Case 3: Moderate generalized subcutaneous edema was observed, together with bilateral bone calluses of the furcula. A moderate heterophilic ventriculitis with intralesional nematodes and eggs, associated bacterial infection, as well as marked diffuse thickening and multifocal disruption of the koilin layer were also noted. A focal granuloma with an intralesional cestode was seen in the lungs.

Case 4: The right eye showed a severe ulcerative fibrino-heterophilic keratitis with intralesional fungal hyphae and cocci. A moderate heterophilic ventriculitis with intralesional nematodes and associated bacteria similar to case 3 was observed.

Case 5: A severe heterophilic ventriculitis with intralesional nematodes and associated bacterial infection was diagnosed. A mild lymphoplasmacytic enteritis with cestodes in the intestinal lumen was also seen.

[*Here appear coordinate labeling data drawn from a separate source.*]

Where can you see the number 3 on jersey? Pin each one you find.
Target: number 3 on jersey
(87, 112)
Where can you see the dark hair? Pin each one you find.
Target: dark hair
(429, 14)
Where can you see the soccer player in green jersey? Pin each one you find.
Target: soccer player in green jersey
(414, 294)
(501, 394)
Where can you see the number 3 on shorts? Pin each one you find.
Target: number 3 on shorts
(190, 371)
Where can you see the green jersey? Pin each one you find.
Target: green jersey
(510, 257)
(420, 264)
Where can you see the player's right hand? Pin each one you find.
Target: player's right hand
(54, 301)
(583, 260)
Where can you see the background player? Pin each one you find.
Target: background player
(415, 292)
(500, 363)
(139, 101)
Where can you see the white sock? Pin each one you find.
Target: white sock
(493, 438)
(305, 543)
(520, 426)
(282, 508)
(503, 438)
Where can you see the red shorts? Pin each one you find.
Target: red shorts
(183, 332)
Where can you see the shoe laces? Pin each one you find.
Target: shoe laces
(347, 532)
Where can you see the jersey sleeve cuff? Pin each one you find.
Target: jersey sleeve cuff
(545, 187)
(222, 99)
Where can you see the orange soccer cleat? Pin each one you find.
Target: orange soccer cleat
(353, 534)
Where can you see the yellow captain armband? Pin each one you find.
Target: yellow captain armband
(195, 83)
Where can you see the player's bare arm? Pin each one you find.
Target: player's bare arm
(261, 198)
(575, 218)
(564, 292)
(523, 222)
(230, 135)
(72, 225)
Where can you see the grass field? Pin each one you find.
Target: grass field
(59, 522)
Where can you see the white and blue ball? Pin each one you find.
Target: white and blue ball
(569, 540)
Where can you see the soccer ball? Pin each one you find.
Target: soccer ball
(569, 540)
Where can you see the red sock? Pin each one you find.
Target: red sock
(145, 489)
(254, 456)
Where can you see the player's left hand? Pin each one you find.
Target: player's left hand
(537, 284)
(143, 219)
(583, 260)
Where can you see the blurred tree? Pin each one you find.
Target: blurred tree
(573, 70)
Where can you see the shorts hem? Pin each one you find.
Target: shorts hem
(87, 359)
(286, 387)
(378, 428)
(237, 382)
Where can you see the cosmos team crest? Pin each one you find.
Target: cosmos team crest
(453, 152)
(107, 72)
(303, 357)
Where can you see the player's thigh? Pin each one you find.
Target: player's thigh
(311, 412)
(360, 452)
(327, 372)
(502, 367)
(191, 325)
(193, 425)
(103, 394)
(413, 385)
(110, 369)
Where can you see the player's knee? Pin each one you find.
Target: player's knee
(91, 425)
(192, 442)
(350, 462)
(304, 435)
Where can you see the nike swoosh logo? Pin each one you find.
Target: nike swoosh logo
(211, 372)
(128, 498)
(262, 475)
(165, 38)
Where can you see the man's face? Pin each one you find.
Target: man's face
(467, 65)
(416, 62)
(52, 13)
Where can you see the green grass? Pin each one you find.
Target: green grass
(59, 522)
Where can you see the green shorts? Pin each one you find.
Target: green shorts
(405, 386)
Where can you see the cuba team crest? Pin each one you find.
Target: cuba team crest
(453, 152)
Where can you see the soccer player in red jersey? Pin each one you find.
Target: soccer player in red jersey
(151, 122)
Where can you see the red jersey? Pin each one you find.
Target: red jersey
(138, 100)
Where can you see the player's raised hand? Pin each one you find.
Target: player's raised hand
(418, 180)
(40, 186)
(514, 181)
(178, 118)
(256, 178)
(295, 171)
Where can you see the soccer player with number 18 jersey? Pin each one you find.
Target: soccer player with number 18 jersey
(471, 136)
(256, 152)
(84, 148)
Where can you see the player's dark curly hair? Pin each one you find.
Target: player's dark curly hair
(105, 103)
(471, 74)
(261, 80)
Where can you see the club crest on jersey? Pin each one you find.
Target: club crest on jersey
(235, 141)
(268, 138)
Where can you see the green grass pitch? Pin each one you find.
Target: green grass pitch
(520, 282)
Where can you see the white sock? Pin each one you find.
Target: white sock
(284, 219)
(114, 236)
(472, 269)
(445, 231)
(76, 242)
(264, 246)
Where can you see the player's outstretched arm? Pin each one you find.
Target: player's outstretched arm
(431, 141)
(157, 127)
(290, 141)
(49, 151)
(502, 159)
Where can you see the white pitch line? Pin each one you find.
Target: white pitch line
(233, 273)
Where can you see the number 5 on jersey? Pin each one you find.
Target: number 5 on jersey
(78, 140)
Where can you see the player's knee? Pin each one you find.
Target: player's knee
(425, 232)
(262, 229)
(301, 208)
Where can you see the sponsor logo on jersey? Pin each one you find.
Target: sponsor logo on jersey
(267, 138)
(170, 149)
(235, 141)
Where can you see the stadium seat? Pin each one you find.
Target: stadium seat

Case 6: A severe heterophilic arthritis of the right intertarsal joint with a focally extensive ulcer on its dorsal area was observed. The foot of the same limb exhibited moderate pododermatitis on the dorsal aspect while mild arthritis was observed in the metatarsal joints of both feet. Scarce cestodes without inflammatory reaction were present in the intestines.

Case 7: Mild histiocytic proventriculitis associated to nematodes with hyperplasia of the mucosal folds and increased mucus production was seen, together with severe heterophilic ventriculitis with intralesional nematodes and associated bacterial infection. Additionally, numerous acanthocephalans were observed in the intestinal lumen.